Expertos antiterroristas consultados por LA RAZÓN han mostrado su extrañeza por esta «teoría» y han recordado que, a lo largo de su siniestra historia, la banda no ha atentado dos veces en un mes contra una misma empresa para exigirle que ceda al chantaje económico.
Además, han recordado el contenido del último comunicado de ETA, cuyo texto íntegro deberían leer quienes opinan sobre este asunto, en el que quedaban claras, en los primeros párrafos, las amenazas contra las empresas que trabajan en la construcción del TAV.
Asimismo, se mencionan las «explicaciones» que intentaron dar ambos departamentos de Interior al comienzo del alto el fuego de ETA, cuando se conoció que continuaba el envió de cartas de extorsión y los actos de terrorismo callejero.

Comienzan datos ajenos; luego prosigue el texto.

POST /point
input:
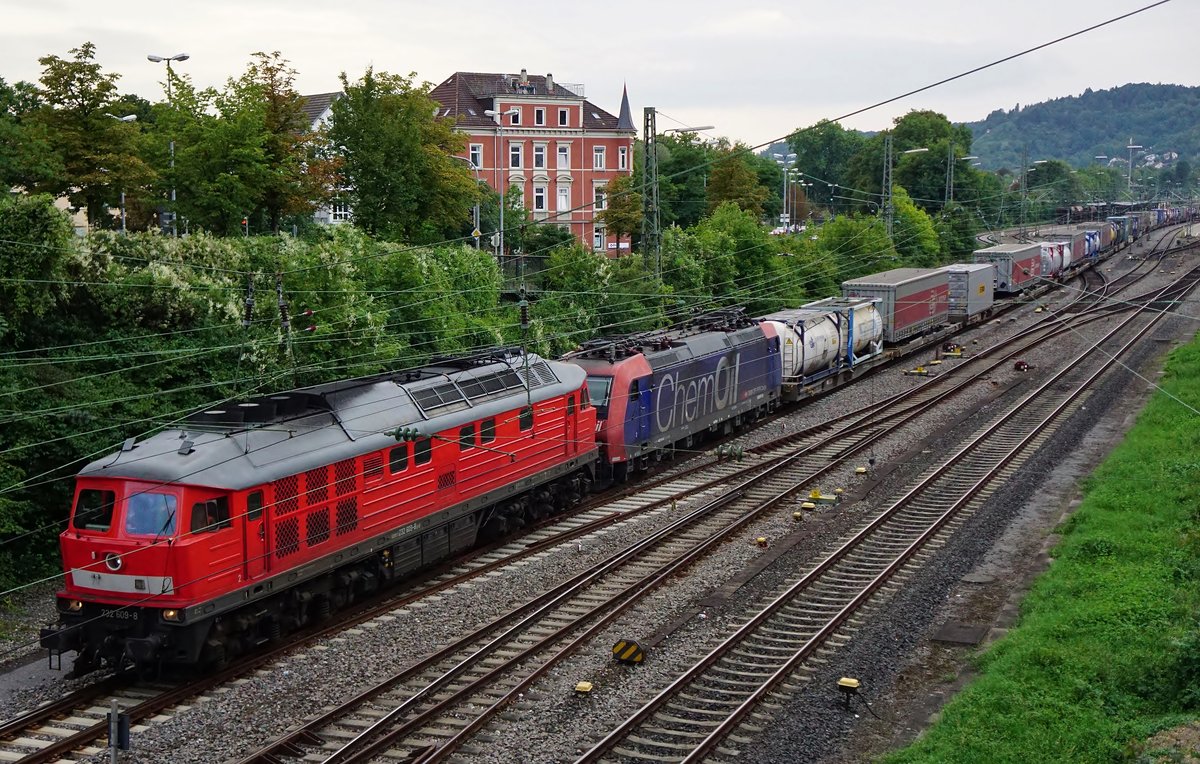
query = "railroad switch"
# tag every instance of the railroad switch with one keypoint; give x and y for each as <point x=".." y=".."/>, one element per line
<point x="819" y="498"/>
<point x="628" y="651"/>
<point x="849" y="689"/>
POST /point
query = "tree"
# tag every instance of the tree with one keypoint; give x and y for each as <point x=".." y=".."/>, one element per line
<point x="823" y="151"/>
<point x="300" y="174"/>
<point x="623" y="214"/>
<point x="397" y="167"/>
<point x="25" y="155"/>
<point x="99" y="154"/>
<point x="735" y="180"/>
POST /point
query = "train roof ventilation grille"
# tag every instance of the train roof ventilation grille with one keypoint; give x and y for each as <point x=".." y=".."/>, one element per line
<point x="438" y="396"/>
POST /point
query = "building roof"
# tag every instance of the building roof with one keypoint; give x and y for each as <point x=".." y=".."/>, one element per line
<point x="465" y="96"/>
<point x="625" y="121"/>
<point x="316" y="104"/>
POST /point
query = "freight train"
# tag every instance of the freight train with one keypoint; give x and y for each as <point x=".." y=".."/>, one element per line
<point x="258" y="517"/>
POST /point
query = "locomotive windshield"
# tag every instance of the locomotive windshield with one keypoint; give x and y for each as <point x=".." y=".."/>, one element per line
<point x="150" y="515"/>
<point x="94" y="510"/>
<point x="598" y="392"/>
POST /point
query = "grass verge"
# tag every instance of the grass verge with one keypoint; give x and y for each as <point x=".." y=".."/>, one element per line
<point x="1107" y="651"/>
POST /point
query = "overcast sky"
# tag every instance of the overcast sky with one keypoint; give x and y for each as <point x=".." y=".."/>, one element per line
<point x="754" y="70"/>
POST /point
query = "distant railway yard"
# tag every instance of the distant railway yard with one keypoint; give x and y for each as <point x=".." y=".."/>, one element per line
<point x="744" y="601"/>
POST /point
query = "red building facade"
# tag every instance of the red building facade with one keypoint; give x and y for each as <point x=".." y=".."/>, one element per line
<point x="546" y="139"/>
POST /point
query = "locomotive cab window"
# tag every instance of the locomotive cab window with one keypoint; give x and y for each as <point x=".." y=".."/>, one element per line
<point x="423" y="451"/>
<point x="150" y="515"/>
<point x="94" y="510"/>
<point x="397" y="458"/>
<point x="210" y="516"/>
<point x="255" y="505"/>
<point x="598" y="393"/>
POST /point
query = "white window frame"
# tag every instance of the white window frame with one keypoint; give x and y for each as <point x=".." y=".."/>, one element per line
<point x="340" y="210"/>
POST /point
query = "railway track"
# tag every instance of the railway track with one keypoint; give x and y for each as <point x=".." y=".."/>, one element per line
<point x="52" y="732"/>
<point x="696" y="716"/>
<point x="430" y="710"/>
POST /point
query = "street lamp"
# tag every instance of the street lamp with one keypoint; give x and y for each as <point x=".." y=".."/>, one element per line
<point x="472" y="166"/>
<point x="501" y="184"/>
<point x="1131" y="146"/>
<point x="167" y="60"/>
<point x="127" y="118"/>
<point x="787" y="162"/>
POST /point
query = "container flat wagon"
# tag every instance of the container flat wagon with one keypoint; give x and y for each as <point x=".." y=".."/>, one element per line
<point x="1018" y="265"/>
<point x="911" y="300"/>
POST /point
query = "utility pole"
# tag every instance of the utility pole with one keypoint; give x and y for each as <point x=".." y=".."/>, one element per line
<point x="888" y="210"/>
<point x="652" y="238"/>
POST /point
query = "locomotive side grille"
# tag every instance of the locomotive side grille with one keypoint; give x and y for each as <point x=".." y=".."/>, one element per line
<point x="316" y="482"/>
<point x="347" y="516"/>
<point x="286" y="499"/>
<point x="317" y="524"/>
<point x="287" y="536"/>
<point x="345" y="477"/>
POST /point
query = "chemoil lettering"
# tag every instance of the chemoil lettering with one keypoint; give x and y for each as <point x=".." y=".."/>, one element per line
<point x="682" y="401"/>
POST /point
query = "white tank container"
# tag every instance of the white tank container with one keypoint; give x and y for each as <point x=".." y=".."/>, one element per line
<point x="817" y="337"/>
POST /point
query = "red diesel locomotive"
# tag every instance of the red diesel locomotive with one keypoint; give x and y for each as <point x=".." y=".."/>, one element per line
<point x="256" y="518"/>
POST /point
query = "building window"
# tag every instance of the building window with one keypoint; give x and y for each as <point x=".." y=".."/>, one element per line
<point x="340" y="211"/>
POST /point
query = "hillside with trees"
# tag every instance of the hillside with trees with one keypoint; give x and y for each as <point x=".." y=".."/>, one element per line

Se intentó restar importancia y casi negar la evidencia y, al final, se supo la verdad, subrayaron las mismas fuentes.
Según publicaba ayer el diario «El Correo», el Ejecutivo de Juan José Ibarretxe, después de los continuos sabotajes perpetrados contra las obras del TAV, ha transmitido un mensaje de tranquilidad a las empresas que están construyendo la infraestructura, apuntando, en la misma línea de lo esgrimido desde Madrid, que las razones por las que los etarras habrían atentado contra la citada constructora serían «otras» que las de atacar a la alta velocidad.
Tanto el Gobierno central como el vasco huyen, de esta manera, de cualquier comparación con la situación que se vivió con los proyectos de la central nuclear de Lemóniz y la autovía de Leizarán. Entonces, en la década de los ochenta y primeros años de los noventa, sendas campañas de atentados, que incluyeron nueve asesinatos, acabaron por paralizar la infraestructura energética y modificar el trazado de la carretera en los términos exigidos por los simpatizantes de la banda terrorista.
Lo cierto es que, desde hace varios meses, se han sucedido los llamamientos de ETA y de su entramado contra esta obra. Según los terroristas, se trata de un «proyecto impuesto» con el que se van a enriquecer unos cuantos gracias a la «opresión» que supuestamente sufre el pueblo.